Forward Testing

Many traders are familiar with the concept of back testing their trading strategy, but often less thought is given to forward testing.

Back testing is straightforward. You take historical tables or charts, pretend that you had been trading at that time using the strategy you are testing, and you see if the results turn out as a profit. Usually this is done with a computer program, in order to deal with the mass of data, and many charting programs include this facility. You can use back testing to refine any variable parameters in your strategy, such as the number of days in a simple moving average, to see what gives you the best result.

This technique seems sensible if not obvious. There can be issues with it however, and using forward testing will help overcome those issues.

One of the main problems is that you can over refine the variables, tweaking them for the absolute maximum, and unknowingly create a strategy that is very specific for the actual historic data, and which fails to accommodate the variability of future price movements.
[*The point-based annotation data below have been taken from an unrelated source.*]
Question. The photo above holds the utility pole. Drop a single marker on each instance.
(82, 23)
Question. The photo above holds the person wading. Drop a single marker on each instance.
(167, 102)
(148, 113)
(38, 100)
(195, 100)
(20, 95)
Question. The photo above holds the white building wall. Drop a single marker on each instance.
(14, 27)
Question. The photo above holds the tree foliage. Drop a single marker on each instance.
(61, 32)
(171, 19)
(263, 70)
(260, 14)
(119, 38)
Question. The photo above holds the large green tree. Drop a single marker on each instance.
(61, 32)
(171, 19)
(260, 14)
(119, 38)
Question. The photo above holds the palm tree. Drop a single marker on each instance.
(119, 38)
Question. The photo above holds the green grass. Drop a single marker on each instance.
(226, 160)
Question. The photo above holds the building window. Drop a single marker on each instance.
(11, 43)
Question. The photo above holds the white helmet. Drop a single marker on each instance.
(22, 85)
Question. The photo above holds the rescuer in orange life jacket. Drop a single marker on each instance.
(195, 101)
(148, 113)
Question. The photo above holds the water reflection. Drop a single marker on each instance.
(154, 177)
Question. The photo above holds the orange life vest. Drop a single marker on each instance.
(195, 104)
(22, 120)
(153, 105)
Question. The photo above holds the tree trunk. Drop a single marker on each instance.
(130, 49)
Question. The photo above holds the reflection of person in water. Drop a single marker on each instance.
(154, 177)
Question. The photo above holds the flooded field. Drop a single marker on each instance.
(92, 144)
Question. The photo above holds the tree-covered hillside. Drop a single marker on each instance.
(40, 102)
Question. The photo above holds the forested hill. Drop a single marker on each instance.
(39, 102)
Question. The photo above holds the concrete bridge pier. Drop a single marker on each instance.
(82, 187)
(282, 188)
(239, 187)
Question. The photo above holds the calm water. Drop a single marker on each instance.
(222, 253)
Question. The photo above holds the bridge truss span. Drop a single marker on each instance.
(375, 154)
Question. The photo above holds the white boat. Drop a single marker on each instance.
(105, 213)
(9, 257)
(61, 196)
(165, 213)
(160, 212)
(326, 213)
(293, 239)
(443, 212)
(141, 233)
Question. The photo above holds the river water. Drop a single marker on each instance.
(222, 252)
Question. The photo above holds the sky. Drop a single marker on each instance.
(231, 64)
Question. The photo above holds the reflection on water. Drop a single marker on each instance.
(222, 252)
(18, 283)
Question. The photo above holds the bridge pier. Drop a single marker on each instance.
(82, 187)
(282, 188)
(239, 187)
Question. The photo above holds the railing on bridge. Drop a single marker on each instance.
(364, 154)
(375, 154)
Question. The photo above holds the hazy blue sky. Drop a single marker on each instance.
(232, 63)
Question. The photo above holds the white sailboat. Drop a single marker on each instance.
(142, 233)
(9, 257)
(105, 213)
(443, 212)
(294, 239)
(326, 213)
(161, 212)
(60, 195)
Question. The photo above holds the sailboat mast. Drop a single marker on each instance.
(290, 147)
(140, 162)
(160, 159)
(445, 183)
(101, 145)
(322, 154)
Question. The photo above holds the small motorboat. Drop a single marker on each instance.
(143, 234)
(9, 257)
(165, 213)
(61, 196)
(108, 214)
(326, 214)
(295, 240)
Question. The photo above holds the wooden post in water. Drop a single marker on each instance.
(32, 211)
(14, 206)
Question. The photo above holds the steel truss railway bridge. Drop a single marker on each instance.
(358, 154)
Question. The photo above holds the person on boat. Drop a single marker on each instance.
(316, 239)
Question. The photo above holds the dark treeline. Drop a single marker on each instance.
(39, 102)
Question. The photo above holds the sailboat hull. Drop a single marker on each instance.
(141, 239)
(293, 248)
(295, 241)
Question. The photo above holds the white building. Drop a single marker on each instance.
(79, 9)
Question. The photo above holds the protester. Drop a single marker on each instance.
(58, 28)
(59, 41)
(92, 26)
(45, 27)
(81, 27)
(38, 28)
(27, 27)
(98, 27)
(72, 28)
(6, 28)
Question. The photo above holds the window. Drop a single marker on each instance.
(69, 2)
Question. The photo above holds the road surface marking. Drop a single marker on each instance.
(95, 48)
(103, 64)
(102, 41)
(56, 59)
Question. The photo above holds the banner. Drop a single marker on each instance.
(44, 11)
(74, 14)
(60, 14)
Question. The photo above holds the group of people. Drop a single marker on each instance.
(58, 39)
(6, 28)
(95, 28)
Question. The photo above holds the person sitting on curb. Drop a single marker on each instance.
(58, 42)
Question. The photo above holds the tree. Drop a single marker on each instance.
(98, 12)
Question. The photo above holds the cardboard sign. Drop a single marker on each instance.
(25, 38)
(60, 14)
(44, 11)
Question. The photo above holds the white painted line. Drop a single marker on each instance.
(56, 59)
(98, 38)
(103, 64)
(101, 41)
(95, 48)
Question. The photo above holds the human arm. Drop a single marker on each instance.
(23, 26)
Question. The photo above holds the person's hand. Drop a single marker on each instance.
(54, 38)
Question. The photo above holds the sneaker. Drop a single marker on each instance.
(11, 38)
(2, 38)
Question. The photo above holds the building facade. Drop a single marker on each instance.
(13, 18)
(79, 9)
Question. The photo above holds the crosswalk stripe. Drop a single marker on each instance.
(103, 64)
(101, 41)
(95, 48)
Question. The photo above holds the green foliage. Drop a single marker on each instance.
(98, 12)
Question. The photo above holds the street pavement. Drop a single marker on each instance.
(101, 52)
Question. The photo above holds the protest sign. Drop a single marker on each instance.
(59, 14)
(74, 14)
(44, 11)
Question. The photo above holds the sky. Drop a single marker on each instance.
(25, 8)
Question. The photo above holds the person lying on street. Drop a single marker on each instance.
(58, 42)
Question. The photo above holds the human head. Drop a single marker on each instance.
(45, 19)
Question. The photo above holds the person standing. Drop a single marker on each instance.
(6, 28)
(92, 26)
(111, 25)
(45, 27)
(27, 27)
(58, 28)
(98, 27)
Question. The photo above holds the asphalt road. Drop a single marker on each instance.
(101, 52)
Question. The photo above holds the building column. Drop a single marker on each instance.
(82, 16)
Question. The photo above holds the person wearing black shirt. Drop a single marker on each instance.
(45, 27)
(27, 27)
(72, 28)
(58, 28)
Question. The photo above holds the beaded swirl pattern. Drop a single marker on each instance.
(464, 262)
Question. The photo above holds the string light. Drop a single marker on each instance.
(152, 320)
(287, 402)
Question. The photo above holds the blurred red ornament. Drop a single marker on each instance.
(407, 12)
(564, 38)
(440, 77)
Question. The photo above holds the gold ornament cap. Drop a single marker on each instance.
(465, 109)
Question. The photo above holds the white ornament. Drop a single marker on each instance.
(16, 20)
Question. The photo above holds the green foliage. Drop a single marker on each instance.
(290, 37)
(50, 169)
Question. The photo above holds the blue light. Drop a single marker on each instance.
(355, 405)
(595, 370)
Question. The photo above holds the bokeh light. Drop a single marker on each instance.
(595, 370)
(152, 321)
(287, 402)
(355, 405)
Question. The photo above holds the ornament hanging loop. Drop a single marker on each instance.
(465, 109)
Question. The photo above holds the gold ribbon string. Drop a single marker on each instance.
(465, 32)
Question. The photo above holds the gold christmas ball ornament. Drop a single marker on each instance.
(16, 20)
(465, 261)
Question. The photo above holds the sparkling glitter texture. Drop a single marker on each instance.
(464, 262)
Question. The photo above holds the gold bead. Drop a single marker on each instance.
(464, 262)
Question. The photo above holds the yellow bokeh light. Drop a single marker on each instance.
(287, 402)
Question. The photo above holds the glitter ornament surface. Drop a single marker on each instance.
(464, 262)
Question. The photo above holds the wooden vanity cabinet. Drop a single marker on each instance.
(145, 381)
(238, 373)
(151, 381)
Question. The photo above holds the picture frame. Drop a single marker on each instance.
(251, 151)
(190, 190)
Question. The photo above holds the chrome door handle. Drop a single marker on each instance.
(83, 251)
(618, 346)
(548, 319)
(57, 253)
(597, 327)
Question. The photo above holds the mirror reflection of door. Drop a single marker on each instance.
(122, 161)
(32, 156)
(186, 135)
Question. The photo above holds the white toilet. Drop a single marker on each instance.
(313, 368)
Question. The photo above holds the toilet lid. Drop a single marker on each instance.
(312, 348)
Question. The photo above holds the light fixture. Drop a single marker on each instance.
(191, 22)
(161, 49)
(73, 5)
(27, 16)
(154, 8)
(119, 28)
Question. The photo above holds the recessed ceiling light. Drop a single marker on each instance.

By concentrating on one particular sample of data, you risk making your strategy too limited in its applicability.

This is where forward testing, sometimes called walk-forward testing, can restore some realism to your strategy. The technique is easy to understand. When you set up your back testing, you only use a part of the historical data available to you, and reserve another part for the forward test. The data you have used for back testing is referred to as in-sample data, and the reserved section is out-of-sample data.

Once you have done whatever you wish to your strategy, back testing and optimizing it with the in-sample data, it is time for you to do forward testing. You take your optimized strategy, and in a similar way to back testing you set your computer software to run the strategy on the out-of-sample data. The purpose of this is to validate the strategy works with different market values.

Depending on the results, you may choose to adopt this tested strategy in your trading, or realize that you have over optimized and go back to basic development. Whatever you do, you should not try and tweak the variables on the basis of the forward test, because you would simply be optimizing again on a different set of figures, with all the associated consequential problems.

Some computer software is configured to make forward testing simple. It allows you to choose what proportion of your data you will apply to the back test, and reserves the rest for your subsequent test. Some software will even allow you to step through the years, starting at different dates and optimizing the strategy for a couple of years, with the third year applied to forward testing. Performing this task successively is one that is only possible because of computers, and it gives a thorough analysis of the performance of your strategy.

There is another type of forward testing which you may be advised to do before going live with a real account. That is to test truly forward in time, opening a paper or demonstration account and applying your strategy over the coming weeks or months to check on its performance. Many traders choose to forgo this additional check, having spent a significant amount of time developing the strategy in the first place and wanting to get into real trading. It is important that you incorporate some type of forward testing to verify your strategy before going live, and splitting historic data into in-sample and out-of-sample batches is a good way to do this.